ゲゲゲの鬼太郎(6期) 第78話「六黒村の魍魎」
©水木プロ・フジテレビ・東映アニメーション



「ゲゲゲの鬼太郎」6期78話を視聴。ゲストである久能恭平はたびたび「ボーダーライン」という言葉を口にします。彼が写真撮影に夢中になるあまり八角円を消してしまう姿や魍魎が湖に封印されていたことと合わせれば、ボーダーラインは「封印」と「解放」の境界線と見ることもできるでしょう。そしてそれは、今回の話を読み解く上で重要なヒントとすることができます。

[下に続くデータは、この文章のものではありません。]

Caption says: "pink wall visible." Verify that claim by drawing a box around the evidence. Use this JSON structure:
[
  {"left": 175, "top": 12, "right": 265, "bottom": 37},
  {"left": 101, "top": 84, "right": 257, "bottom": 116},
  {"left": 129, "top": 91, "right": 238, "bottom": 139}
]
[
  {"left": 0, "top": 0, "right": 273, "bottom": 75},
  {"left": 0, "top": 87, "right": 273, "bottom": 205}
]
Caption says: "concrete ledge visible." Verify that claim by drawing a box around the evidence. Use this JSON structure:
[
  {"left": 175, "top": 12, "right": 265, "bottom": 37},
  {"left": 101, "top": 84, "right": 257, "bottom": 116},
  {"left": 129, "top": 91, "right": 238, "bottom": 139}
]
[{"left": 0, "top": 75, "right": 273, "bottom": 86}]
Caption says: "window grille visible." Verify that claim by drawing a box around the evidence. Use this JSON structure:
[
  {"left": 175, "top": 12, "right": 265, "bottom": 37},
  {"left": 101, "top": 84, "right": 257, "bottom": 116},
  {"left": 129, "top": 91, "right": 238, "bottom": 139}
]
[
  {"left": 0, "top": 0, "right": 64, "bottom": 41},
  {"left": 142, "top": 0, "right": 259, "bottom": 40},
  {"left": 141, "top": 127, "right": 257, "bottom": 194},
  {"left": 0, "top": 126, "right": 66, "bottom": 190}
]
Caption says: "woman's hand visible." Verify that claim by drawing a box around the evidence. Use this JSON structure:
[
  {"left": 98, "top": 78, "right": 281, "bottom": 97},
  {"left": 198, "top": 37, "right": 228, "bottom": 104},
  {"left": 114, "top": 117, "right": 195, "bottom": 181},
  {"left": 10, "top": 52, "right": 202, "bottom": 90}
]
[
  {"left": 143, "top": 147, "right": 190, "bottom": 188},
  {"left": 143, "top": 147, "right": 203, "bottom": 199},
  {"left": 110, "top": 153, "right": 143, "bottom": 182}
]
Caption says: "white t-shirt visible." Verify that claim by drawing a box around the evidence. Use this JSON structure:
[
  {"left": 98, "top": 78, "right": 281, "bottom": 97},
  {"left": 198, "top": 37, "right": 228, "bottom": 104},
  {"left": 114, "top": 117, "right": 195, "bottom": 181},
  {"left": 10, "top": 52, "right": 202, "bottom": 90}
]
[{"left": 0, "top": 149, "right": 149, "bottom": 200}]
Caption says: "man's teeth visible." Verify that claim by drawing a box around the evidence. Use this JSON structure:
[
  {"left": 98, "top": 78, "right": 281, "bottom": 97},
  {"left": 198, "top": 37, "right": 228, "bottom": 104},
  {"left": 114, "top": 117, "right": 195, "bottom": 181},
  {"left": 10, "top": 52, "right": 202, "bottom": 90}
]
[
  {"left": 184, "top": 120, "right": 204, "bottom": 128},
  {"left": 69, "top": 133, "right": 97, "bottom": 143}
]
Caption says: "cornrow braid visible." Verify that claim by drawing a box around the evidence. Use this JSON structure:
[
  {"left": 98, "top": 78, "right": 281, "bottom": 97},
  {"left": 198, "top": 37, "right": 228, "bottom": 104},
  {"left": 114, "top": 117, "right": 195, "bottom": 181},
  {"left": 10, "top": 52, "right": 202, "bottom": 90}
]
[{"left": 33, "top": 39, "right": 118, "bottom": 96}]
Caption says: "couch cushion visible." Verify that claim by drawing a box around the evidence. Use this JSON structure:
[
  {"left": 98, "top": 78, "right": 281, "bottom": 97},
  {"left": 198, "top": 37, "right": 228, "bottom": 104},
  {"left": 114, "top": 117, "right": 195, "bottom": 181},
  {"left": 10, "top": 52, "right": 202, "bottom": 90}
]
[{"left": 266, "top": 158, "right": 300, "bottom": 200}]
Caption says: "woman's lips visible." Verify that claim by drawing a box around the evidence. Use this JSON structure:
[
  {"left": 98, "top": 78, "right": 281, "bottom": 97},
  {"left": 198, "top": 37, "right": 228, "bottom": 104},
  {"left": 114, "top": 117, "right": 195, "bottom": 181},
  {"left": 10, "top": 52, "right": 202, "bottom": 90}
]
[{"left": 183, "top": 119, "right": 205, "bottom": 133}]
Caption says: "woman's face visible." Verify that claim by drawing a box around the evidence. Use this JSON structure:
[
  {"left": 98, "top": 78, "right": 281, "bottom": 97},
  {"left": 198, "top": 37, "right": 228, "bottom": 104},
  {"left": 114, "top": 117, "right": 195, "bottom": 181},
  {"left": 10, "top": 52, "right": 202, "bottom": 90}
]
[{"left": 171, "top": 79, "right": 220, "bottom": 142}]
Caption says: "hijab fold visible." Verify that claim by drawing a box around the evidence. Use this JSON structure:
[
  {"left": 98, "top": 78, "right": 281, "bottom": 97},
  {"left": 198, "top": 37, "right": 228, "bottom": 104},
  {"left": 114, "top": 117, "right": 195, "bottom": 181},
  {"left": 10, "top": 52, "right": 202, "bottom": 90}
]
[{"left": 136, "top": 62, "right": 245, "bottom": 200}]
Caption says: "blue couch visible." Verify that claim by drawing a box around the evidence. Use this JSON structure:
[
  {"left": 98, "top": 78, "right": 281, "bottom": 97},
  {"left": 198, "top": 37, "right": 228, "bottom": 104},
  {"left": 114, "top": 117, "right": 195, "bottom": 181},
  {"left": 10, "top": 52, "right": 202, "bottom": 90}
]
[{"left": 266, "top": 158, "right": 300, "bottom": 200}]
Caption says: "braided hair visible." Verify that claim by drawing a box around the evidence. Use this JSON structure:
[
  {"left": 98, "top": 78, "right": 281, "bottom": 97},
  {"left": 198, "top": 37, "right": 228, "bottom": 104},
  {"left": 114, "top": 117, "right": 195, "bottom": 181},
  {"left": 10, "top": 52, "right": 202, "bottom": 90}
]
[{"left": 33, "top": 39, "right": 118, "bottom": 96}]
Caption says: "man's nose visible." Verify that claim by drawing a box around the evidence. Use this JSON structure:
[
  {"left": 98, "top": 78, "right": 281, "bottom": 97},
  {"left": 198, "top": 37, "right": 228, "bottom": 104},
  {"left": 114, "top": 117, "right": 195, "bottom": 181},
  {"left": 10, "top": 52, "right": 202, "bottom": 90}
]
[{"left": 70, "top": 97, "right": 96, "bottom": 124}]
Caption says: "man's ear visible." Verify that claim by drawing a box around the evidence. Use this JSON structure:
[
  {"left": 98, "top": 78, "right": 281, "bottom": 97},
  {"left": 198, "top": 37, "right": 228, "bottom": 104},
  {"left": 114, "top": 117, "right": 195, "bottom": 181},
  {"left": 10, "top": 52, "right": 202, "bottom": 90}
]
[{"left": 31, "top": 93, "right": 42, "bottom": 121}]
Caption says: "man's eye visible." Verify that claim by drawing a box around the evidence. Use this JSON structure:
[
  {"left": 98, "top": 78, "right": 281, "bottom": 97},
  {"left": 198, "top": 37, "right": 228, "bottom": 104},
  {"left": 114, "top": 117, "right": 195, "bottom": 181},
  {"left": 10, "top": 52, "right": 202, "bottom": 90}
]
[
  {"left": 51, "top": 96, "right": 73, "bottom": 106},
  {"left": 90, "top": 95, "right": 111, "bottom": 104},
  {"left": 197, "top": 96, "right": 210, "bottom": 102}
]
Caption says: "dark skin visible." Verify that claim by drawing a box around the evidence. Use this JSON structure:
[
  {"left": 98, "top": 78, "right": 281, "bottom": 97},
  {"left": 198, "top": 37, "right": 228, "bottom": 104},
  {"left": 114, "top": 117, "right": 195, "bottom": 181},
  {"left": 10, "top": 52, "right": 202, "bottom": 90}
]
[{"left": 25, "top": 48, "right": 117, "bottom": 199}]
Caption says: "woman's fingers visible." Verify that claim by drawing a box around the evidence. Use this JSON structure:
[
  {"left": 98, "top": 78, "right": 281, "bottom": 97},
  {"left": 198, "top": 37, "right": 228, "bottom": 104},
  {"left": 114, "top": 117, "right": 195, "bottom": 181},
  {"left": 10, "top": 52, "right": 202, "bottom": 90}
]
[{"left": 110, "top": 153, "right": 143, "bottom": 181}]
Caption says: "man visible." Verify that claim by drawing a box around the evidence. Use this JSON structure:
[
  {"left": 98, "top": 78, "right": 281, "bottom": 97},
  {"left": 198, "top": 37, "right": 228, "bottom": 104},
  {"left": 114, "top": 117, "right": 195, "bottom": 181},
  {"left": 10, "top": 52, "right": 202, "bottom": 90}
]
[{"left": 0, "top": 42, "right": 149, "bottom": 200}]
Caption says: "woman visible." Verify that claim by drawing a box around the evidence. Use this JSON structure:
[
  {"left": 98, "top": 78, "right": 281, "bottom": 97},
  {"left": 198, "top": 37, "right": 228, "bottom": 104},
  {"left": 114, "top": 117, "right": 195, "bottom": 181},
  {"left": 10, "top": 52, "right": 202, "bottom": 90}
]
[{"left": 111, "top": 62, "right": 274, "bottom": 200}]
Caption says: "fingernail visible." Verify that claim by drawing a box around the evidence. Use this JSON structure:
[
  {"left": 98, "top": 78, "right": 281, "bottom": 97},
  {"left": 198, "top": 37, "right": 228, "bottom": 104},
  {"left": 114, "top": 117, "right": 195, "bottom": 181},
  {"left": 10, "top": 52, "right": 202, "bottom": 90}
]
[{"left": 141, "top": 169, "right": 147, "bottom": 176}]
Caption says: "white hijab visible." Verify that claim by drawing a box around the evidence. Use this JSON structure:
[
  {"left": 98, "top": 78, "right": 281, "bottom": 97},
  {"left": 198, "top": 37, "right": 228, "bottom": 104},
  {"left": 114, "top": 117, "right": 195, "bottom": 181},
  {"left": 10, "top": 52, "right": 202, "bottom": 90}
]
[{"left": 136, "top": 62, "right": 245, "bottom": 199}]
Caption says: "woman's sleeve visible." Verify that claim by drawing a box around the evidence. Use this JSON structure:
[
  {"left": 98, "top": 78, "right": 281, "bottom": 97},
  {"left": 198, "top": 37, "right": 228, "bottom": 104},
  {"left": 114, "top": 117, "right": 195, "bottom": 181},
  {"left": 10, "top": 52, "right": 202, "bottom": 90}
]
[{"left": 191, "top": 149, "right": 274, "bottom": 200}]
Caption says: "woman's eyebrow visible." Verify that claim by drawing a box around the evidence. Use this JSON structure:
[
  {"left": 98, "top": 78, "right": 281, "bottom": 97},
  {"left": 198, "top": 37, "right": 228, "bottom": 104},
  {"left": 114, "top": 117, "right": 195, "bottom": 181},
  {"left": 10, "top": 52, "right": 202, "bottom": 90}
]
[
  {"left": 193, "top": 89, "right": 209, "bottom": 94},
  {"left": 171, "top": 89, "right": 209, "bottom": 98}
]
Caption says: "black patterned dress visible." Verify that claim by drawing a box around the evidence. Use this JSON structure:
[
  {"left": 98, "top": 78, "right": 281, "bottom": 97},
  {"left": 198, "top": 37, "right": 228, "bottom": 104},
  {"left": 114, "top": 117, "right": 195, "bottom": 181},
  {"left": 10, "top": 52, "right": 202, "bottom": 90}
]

事件の後、久能は自分が人としてのボーダーラインを越えてしまったと告白します。美しい写真を取ることを至上とする写真家の性を「解放」してしまったというわけですが、彼は本当にただ解放されていたのでしょうか? もしそれだけに全てを捧げていたなら、撮影のためにモデルを殺し続けるような悪漢になっていてもおかしくなかったはずです。しかし彼はそういう状況が偶発した時に魅入られこそすれ、積極的に悪事を働こうとはしませんでした。むしろ、水葉の死の淵の写真を越えるものが撮れないことに苦しみ続けていました。水葉を死なせた事件によって久能の才能は確かに「解放」されましたが、一方でそれ以上のものを写せないという「封印」をかけられてしまったとも言えます。
そして、今回のヒロインと言える水葉は常に解放者としての役割を担ってきました。その出会いは久能をスランプから解放し、その死は久能の才能を解放し、その思いは魍魎を湖の結界から解放した。ならば、魍魎の封印から解放された彼女がすることもまた解放に他なりません。彼女が死してなお自分を愛し続けていたことをしった久能は、己の罪を告白します。「解放」します。その告白は、写真家を続けると水葉と約束したからこそ悩み続けてきた彼を「解放」することでもありました。約束という名の魍魎に操られ続けてきた久能の最後の「封印」は、こうして解かれたのです。
動かぬはずの水葉の亡骸を動かしたのは、思い残しのようなものだったのでしょう。その全てを「解放」して、彼女の面影は橋の上から消えます。鬼太郎が誓った通り、確かに彼女は救われたのでした。善悪を越えたところにある美しさを感じられる、そんな回であったように思います。